El volumen cubre en un vasto arco poemas escritos por el poeta chileno, nacido en 1916, desde 1935 a los 19 años de edad —hasta los fechados unos meses antes de morir el 25 de abril de 1911—; es decir, que comprende episodios o muestras de un oficio de escritura poética ejercido durante más de setenta años, un caso raro de longevidad creadora, sobre todo si se tiene en cuenta que, por su talante, humor y vocación, inclinación y pasión Gonzalo Rojas fue un poeta del relámpago incesante que es el desvivirse en la palabra y desde la palabra con libertad y gracia, sentido y sinsentido del humor y del “ángel”, inspiración que es el don y el estigma del poeta según el paradójico filósofo danés Søren Kierkegaard.

Hablar de Íntegra —insisto— no es tarea sencilla. Supone, en primer lugar, un querer zambullirse en un océano verbal caracterizado por diversas corrientes encontradas —las “épocas” o “modos” o “estaciones” sucesiones o alternativos de la “rojeidad”—; supone y exige también un deseo de apartarse de ese magma por ser capaz de hacerle justicia a la topografía, geografía, o geología que ahí se encierra; y hacerle justicia es a su vez ponerla en situación, en relación consigo misma y con los organismos o conjuntos poéticos y artísticos que la rodean. En ese vaivén, en esa entrada y salida de este intrincado y a la par cristalino conjunto de hechos poéticos, el lector se encontrará por fuerza con la lectura de esta instancia intermedia que es la editora o “curadora” de este libro llamada Fabienne Bradu, cuya fianza crítica aseguró en vida Gonzalo Rojas abriéndole las puertas de sus archivos, arcas y manuscritos como quien se sabe abrir a sí mismo las puertas de la posteridad por interpósita mano, como lo hizo en el pasado Michel de Montaigne al confiar a su Marie Gournay, “hija de alianza”, la suerte de sus manuscritos y ediciones, como lo hizo no hace mucho César Vallejo con su albacea y viuda devota Georgette o lo haría la enfermera y filósofa Paule Thévenin con los escritos de Antonin Artaud, caso que por cierto Fabienne no ignora.

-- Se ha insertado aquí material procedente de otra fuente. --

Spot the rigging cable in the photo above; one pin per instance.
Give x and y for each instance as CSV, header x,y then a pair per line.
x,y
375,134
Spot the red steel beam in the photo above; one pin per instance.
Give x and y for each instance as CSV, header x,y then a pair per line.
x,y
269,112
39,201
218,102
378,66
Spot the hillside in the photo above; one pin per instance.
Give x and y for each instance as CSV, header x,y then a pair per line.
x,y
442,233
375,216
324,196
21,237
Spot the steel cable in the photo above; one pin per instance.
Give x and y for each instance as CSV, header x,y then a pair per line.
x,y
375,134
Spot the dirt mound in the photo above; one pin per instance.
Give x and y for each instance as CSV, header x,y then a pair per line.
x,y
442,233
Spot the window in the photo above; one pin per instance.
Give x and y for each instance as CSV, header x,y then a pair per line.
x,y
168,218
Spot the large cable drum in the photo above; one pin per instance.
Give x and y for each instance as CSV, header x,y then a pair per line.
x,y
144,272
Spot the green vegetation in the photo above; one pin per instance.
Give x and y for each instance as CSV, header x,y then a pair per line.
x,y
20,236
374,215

Esa confianza la han renovado sus hijos Rodrigo Tomás y Gonzalo.

En las tres sílabas de Íntegra confluyen el poeta, su lectora y arqueóloga, y la editorial misma, el Fondo de Cultura Económica, que es la vía férrea, editorialmente hablando, por la que corre este largo tren de textos escrito por Gonzalo Rojas a lo largo de 474 poemas y de 953 páginas.

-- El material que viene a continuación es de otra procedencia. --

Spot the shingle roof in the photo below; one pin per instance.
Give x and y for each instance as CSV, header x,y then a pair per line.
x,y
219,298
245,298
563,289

Todo esto es, sin embargo, a mis ojos, a la par natural y misterioso. Da vértigo pensar en la serie de circunstancias que me ponen a escribir estas líneas de presentación de Íntegrade Gonzalo Rojas, editado por Fabienne Bradu: decir que es un honor que no sé a quién agradecer, sino a Fabienne y a Gonzalo Rojas mismo, es como constatar que una hoja se estremece cuando sopla el viento: lo constato así en mi propio estremecimiento.